The bill is the result of years of input and support from communities and businesses across the state — over 21,000 residents and 200 businesses signed on to a petition to support the bill’s passage.

“Good Business Colorado and Resilient Restaurants have supported the bill from the beginning,” said Robert Bogatin, a representative of Good Business Colorado and director of Resilient Restaurants, in a statement. “We need to use this opportunity to address the currently unsustainable use of disposable plastics, particularly expanded polystyrene takeout packaging and single-use plastic bags. This legislation is not a burden to restaurants if you realize the health, economic and community benefits that result from investing in affordable packaging that is significantly less harmful.”  

Depending on the conditions, Styrofoam can take hundreds, thousands, even millions of years to break down. Plastic bags, according to the Center for Biological Diversity, require about 1,000 years to break down — and they don’t really completely degrade. Rather they turn into micro plastics that end up in waterways and soil, becoming environmental hazards.

Gun reform measures head to Polis

In the wake of the mass shooting in Boulder on March 22, state legislators introduced a package of gun reform bills which have now passed through both chambers and await Gov. Polis’ signature.
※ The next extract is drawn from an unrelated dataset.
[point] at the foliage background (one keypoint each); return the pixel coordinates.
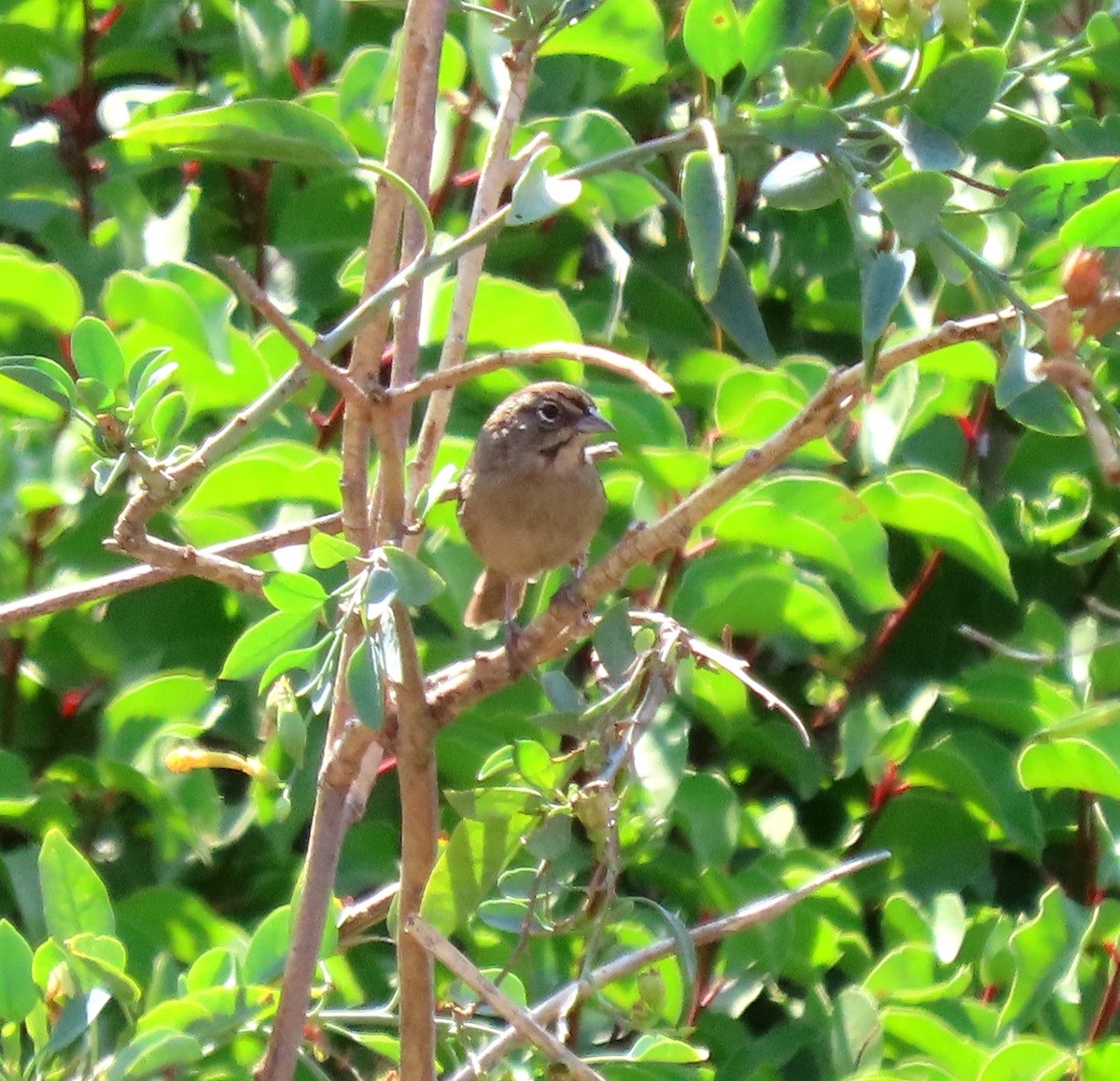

SB 21-256 allows cities and counties to enact regulations on firearms that go beyond state and federal laws — Boulder had enacted an assault weapons ban in 2018, which was struck down by a court 10 days before the King Soopers shooting because of the state preemption laws this bill would repeal. If signed, this bill would allow local jurisdictions to prohibit people from carrying firearms into public buildings and specific areas, if they so choose.

HB 21-1298 expands background checks to prohibit the transfer of guns for five years to people with violent misdemeanor convictions. The bill would also require the Colorado Bureau of Investigations (CBI) to complete a background check before guns are transferred, and lengthens the time the CBI has (to 60 days) to resolve any appeals as a result of the background check process.
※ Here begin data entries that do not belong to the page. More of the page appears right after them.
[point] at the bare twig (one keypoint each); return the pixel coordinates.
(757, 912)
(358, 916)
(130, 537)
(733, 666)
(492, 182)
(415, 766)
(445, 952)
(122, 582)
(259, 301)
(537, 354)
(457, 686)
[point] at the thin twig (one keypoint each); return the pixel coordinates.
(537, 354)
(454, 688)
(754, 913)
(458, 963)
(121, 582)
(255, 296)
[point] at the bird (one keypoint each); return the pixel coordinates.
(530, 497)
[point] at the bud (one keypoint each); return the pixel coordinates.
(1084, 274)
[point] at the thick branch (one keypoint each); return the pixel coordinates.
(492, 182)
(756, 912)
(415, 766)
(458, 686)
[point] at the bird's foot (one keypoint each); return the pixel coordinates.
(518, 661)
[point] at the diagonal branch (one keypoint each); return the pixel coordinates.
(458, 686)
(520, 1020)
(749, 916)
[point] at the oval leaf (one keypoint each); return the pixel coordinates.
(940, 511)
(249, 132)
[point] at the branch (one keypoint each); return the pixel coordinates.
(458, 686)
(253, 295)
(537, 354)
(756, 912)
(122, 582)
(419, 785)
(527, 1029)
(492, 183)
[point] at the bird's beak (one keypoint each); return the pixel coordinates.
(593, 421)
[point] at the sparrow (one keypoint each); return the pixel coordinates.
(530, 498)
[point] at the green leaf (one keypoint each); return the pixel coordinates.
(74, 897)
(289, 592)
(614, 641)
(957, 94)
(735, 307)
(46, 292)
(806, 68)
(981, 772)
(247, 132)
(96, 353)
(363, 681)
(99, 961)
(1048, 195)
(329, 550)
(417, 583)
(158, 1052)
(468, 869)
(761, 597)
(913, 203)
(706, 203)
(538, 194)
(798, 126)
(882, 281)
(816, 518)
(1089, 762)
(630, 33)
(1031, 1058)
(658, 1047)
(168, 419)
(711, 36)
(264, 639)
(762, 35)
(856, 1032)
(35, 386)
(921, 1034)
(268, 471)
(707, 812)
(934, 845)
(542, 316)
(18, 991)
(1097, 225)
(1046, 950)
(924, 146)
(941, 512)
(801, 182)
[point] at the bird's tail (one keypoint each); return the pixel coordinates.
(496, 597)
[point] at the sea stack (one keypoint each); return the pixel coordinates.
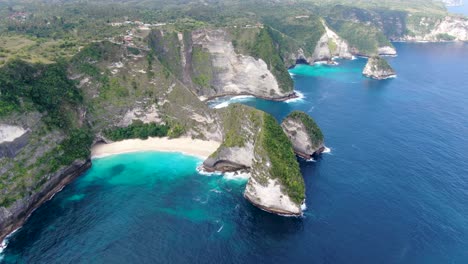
(304, 134)
(378, 68)
(255, 143)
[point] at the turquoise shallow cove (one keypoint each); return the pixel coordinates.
(394, 188)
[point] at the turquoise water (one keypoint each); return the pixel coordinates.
(394, 188)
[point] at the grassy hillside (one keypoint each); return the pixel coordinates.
(41, 98)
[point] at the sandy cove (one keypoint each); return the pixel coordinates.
(189, 146)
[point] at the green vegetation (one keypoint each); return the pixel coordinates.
(233, 120)
(137, 129)
(42, 87)
(58, 138)
(76, 146)
(305, 31)
(313, 130)
(284, 165)
(264, 47)
(380, 63)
HB 21-1299 would create the Office of Gun Violence Prevention, which will oversee public awareness campaigns, help foster research and award grants for violence intervention programs. There are likely federal funds available for such work and the creation of an office to handle such efforts could help secure that funding.
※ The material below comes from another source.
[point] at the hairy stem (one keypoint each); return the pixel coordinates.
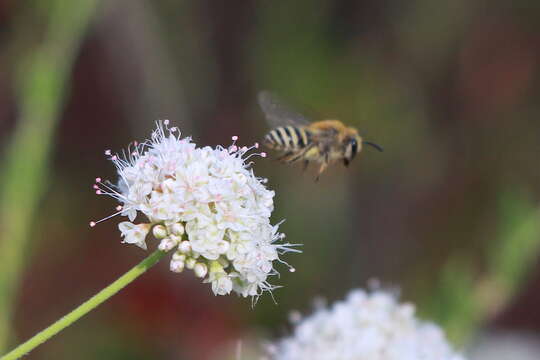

Additionally, a perviously introduced bill, HB 21-1225, also passed and would tighten the procedures for getting firearms out of the hands of domestic violence offenders.

For more info on the bills, see “The tide has turned,” News, May 13.

A sign that the COVID end is near?

Boulder County announced this week that it would ramp down COVID-19 testing sites. As vaccinations have gone up, the need for regular testing sites has gone down, the County says, adding that anyone who is symptomatic should still seek out testing.

Testing at the Boulder County Fairgrounds ended on June 9, and testing at the St. Vrain Valley Schools Innovation Center will cease on June 18. The testing at Stazio Ballfields in Boulder will run through the summer, until Sept. 30, and testing in shelters will continue on a month-to-month basis.

If there are outbreaks, County health officials have mobile teams that are ready to engage specific communities. And the County will continue coordination efforts with schools, summer camps and CU through the fall.

Only five new cases were reported on June 8 in Boulder County; the seven-day average was only eight cases.